Music Reviews
Water Tower Bucket Boys

Water Tower Bucket Boys

Sole Kitchen

In Music We Trust

I keep discovering these great banjo/blues/jug bands, and the latest on my playlist is this Portland, Oregon quintet. Up front is a plaintive keening voice, and although I can’t assign it to any of the musicians specifically, it’s pure Grand Ole Opry as it pounds though the ominous moonshiners’ ballad “Crooked Road.” They sing a country noir theme: turn down the wrong road and you may find yourself six feet under the still.

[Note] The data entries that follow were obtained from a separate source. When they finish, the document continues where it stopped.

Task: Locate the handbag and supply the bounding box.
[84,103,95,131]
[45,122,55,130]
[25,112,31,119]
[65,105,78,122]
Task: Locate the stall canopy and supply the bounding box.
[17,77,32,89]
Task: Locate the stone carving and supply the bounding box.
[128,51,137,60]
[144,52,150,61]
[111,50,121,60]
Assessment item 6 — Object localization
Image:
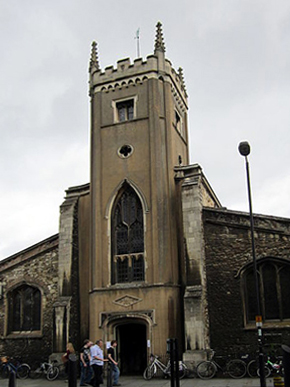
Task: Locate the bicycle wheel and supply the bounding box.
[29,367,42,379]
[257,365,271,378]
[143,364,157,380]
[247,360,259,378]
[55,364,67,380]
[196,360,217,379]
[16,364,30,379]
[227,359,247,379]
[46,365,59,381]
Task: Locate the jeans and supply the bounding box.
[92,364,103,387]
[80,361,93,385]
[111,364,120,384]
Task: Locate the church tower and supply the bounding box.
[89,23,189,373]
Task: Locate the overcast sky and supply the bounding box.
[0,0,290,259]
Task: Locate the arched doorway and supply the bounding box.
[116,323,147,375]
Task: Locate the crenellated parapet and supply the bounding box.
[89,23,188,110]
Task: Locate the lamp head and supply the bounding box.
[239,141,251,156]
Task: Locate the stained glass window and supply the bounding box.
[8,285,41,333]
[112,184,144,283]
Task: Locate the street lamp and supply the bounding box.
[239,141,266,387]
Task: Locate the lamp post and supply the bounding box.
[239,141,266,387]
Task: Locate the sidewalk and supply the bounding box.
[0,376,274,387]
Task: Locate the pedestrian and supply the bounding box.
[90,340,108,387]
[61,343,76,375]
[108,340,121,386]
[80,339,93,386]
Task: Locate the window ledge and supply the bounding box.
[244,321,290,331]
[6,331,43,339]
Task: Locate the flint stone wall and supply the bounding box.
[203,208,290,354]
[0,235,58,365]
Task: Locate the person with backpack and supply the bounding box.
[80,339,93,386]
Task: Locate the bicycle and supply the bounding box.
[247,356,284,378]
[29,362,59,381]
[143,354,187,380]
[196,352,247,379]
[0,356,30,379]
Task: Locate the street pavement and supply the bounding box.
[0,376,274,387]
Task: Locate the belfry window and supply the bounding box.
[116,99,134,122]
[111,184,145,284]
[243,259,290,323]
[8,285,41,333]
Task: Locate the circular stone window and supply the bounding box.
[118,144,133,159]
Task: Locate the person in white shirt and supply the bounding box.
[90,340,108,387]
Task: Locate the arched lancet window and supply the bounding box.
[8,285,41,333]
[243,258,290,323]
[111,184,145,284]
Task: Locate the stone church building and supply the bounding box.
[0,23,290,374]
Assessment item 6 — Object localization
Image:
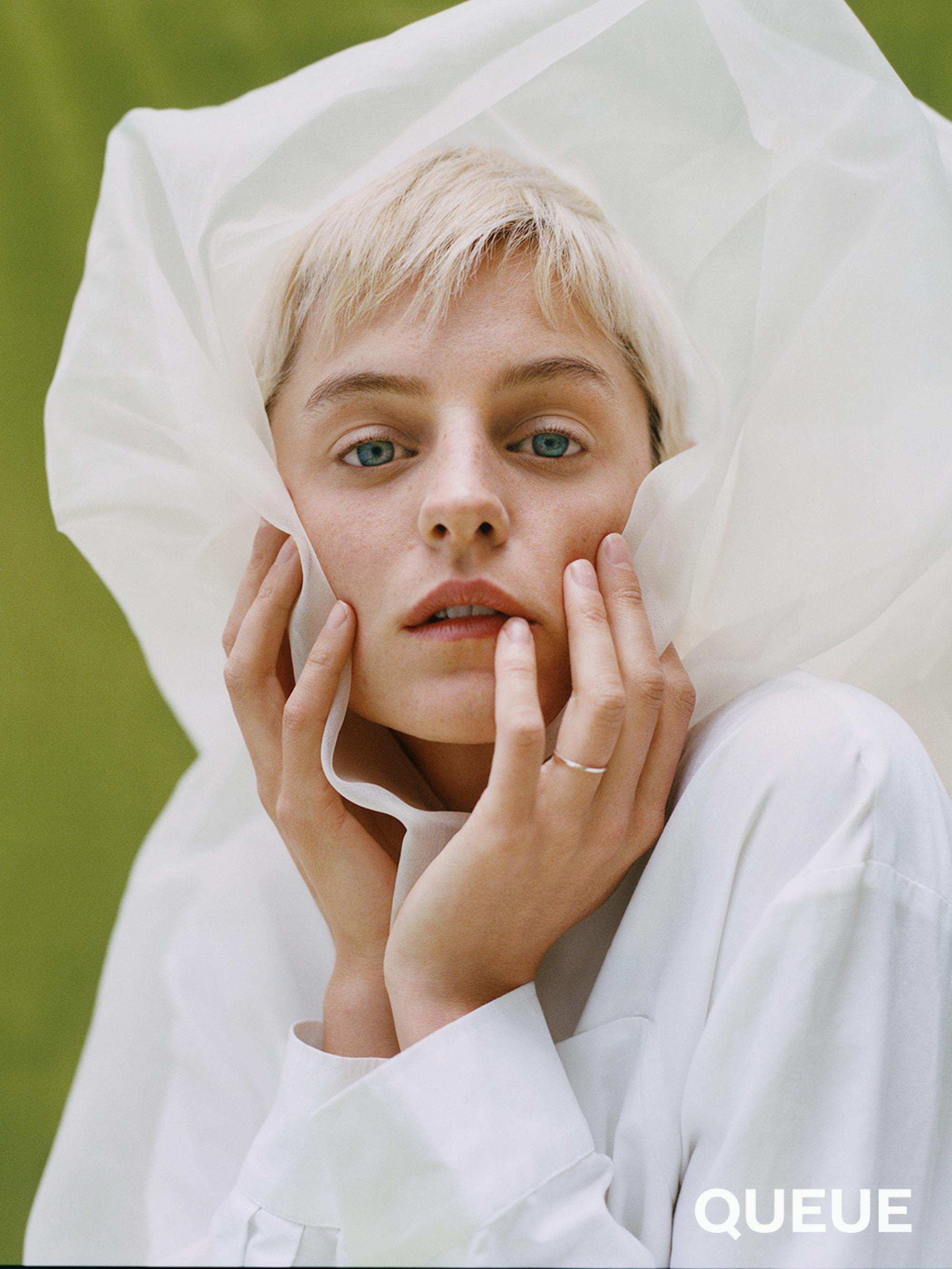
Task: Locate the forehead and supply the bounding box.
[298,248,627,386]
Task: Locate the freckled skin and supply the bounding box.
[270,247,651,802]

Rambling down the road, “Fromage” takes a lighter path to enlightenment and “London Breakdown” reprises the speed fiddle of the classic “Foggy Mountain Breakdown.”

Fiddles, guitars, mandolins, and a whirly tube lie behind this banjo-driven sound, and with four albums under their belts and collaborations with The Red Stick Ramblers and Wilco, it looks like this band will be around for a long time. Interestingly, their producer is MxPx’s lead singer, Mike Herrera. It’s not like I feel a punk sound on this collection, but there’s a definite feeling that these songs all have a beginning, a middle, and an end, and along this arc you only hear infectious enthusiasm and the sort of blinding finger picking you only can get from a midnight jog at the crossroads. As they sing, “Let’s break out the Dickle,” and the Water Tower Bucket Boys make a great argument for moving out of town and ditching that iPhone contract.